This repository contains the source code to run the cmVIP analysis in the LUAD dataset. Our internal repository is here.
This folder is a DeepProfiler
project. Experiments reported in the paper used the
c91b9d8
commit.
To install the dependencies, including the DeepProfiler version we used, run:
$ pip install -r requirements.txt
Be aware this script will override any previous data.
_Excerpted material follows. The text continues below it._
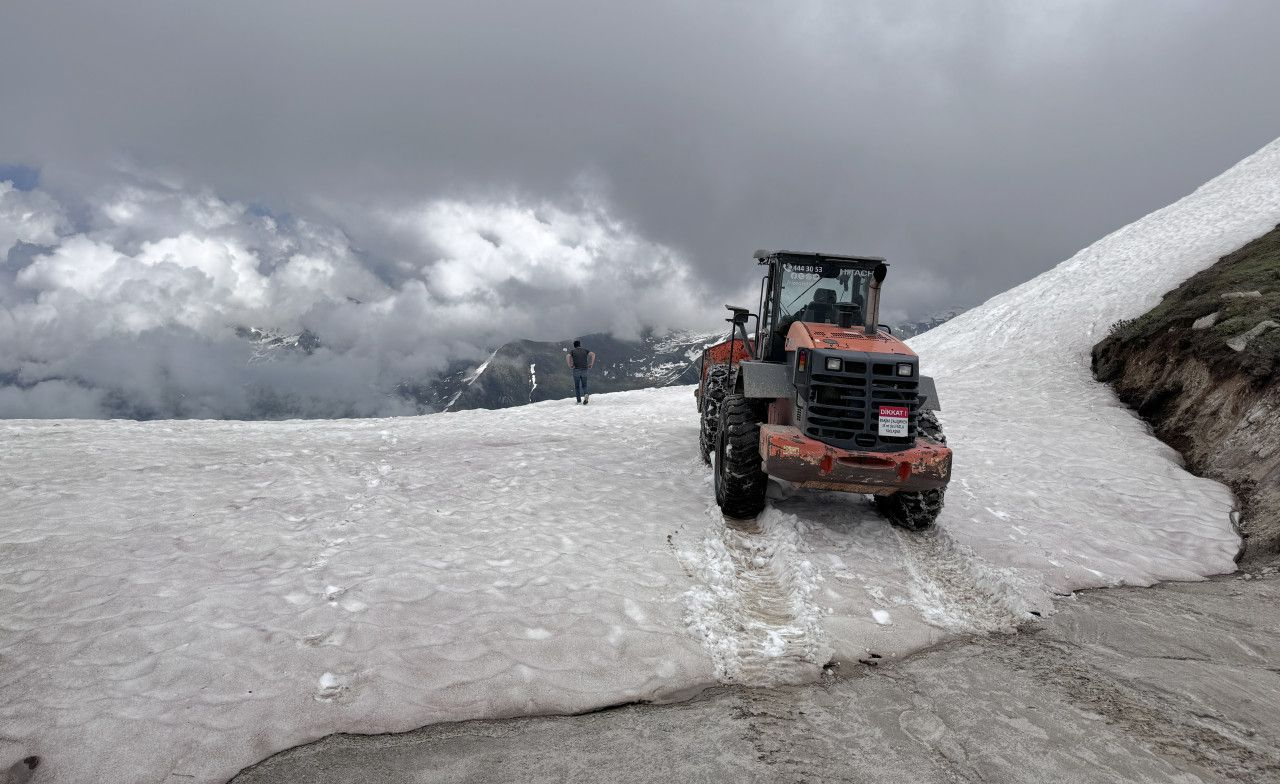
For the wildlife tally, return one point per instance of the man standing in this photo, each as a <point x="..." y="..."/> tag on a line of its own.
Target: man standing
<point x="580" y="361"/>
To download the data run:
$ utils/download_all.sh
-
Run
extract_locations.py
script to generate location files. -
Use DeepProfiler to prepare the dataset:
$ python3 -m deepprofiler --root=./ --config luad.json --gpu 0 prepare
--gpu
option sets the GPU id to use.
Use DeepProfiler to extract features:
$ python3 -m deepprofiler --gpu 0 --exp efn_pretrained --root ./ --config luad.json profile
To create the well-based profiles run:
$ python3 utils/create_profiles.py
It will write a pd.DataFrame
in parquet with profiles.
The analysis is split in three notebooks:
- 1-Expression-VIP.ipynb: Run the baseline analysis using L1000 profiling.
- 2-Cell-Morphology-VIP.ipynb: Run the Cell Morphology VIP method.
- 3-Aggregation-plots.ipynb: Create the plots summarizing results.
From the paper:
An additional 88 constructs are included in the dataset, representing TP53 alleles that inadvertently had double mutations. A comprehensive description of the process for selecting the constructs that were analyzed is presented in Supplementary Figure 2.
We have filtered out these constructs in the Filter quality control status section of the 2-Cell-Morphology-VIP.ipynb notebook.